Rite of Spring
Rite of Spring
While our weather in New England can be cruel at times, Mother Nature’s most impressive display of sound and fury is reserved for the Midwest during the spring months. This time of year, the jet stream begins its slow drift northward, sending storms through the Rockies into the nation’s heartland. Particularly strong storms are able to tap in to plentiful amounts of warm, moist air from the Gulf of Mexico, sending a torrent of energy laden air out ahead of the storm.
Meanwhile, winter’s icy remnants surge in on the backside of the storm, producing a very sharp boundary called a front. The cold, dense air forces the warm, moist air out ahead of the front up into the atmosphere where it becomes unstable and accelerates upwards, yielding severe thunderstorms. The frequency and intensity with which this process happens makes the Midwest the most prone region to severe weather in the world.

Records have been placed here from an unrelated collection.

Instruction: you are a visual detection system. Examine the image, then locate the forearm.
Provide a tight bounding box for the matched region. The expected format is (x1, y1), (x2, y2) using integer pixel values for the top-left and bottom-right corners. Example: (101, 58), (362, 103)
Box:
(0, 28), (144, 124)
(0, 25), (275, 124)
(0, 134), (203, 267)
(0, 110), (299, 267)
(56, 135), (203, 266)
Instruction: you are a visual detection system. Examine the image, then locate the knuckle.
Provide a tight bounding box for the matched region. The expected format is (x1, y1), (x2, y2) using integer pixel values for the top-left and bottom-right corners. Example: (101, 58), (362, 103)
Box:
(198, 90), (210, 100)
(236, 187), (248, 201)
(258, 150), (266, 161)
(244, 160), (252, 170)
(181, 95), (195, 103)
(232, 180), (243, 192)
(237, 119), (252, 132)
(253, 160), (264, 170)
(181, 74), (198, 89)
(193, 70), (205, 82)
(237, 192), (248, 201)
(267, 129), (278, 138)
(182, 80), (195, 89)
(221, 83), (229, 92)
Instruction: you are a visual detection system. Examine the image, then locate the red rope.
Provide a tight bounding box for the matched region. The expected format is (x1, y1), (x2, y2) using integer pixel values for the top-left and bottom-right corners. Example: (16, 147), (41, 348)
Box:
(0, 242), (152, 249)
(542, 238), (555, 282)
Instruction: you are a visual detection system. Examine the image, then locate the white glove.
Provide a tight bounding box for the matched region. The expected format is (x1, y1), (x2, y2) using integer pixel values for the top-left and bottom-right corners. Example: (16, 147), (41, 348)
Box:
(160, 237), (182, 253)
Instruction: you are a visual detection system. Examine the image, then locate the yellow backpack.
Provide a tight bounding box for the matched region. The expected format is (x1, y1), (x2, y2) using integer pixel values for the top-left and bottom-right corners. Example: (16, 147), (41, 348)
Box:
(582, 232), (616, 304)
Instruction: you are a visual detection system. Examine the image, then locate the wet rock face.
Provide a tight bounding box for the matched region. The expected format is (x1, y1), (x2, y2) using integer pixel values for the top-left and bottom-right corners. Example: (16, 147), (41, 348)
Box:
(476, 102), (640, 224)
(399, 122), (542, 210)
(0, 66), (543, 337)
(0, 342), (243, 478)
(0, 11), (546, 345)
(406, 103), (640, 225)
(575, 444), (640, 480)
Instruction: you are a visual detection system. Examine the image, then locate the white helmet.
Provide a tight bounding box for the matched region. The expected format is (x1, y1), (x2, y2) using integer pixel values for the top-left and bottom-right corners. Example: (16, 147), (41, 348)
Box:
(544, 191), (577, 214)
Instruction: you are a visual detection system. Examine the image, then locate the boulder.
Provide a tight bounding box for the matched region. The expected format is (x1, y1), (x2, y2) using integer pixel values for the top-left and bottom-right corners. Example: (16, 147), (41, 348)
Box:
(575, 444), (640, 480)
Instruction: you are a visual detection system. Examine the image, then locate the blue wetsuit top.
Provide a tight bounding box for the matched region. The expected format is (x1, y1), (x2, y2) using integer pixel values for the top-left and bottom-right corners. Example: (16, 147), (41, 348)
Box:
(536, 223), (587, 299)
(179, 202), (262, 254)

If the temperature aloft is very cold, one then gets impressive hailstones up to the size of softballs. If the winds are strong aloft, these winds can be transported down to the surface in the form of damaging microbursts. If the winds change very quickly with height, the spin or “helicity” can concentrate and tilt into a violent tornado. Any of these can have devastating consequences, but it is easy to forget flash flooding and lightning produces far more deaths than hail, microbursts, and tornadoes combined.
Extended Forecast
Tonight: Clear. Low 29ºF (-2ºC).
Tomorrow: Sunny and warmer. High 49ºF (9ºC).
Tomorrow night: Clear. Low 35ºF (2ºC).
Sunday: Sunny and mild. High 53ºF (12ºC).
Sunday night: Mostly cloudy. Low 30ºF (-1ºC).